Anatomy of an Eye
from Human Factors

"Wk. 3: The Visual System; anatomy of the eye, physiological properties of the retina, lateral inhibition, sensory coding, pattern vs specificity theory."
 

      I know my eye. 

      My right eye. 

      I've done more precise looking through it. 

      I've taken pictures with cameras. 

      I've aligned rifles and shotguns with specific targets. 

      I've watched cans, squirrels, and birds in motion 

      after I've hit them, seen them fly whole and apart 

      at the same time.
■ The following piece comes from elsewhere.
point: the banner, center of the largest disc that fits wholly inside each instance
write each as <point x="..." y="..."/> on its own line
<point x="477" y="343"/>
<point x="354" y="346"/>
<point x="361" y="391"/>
I've studied in books the way 

      to see rear, front, and target sights at once.  

      I've set the black circle of competition targets  

      perfectly atop the pattern joined in my eye, 

      the pinhole rear sight of a hefty target rifle 

      and the wedge-cut of a snap-shoot plinking gun, 

      the front sight standard, standing. 

      I've breathed and held and squeezed, and wed 

      in my sight those weapons and those mostly lifeless targets.  

 

      The specific target becomes the pattern, a whole act  

      in bones racked from shoulder to shoulder. With archery 

      I learned to see with both eyes open, to draw and hold, 

      and roll the string by power I'd put into a specific 

      machine. I've heard the slower throw of arrow and wind,  

      the weight more than lead, the pattern more satisfying. 

       

            My right eye grows very weak. 

            Without my glasses I can tell the blur 

            of all things into one soft pattern. (Monet's eyes 

            failed into magniloquent art.) My left eye 

            is barely three-depth sure. I'm afraid 

            of seeing less, of making one dark pattern.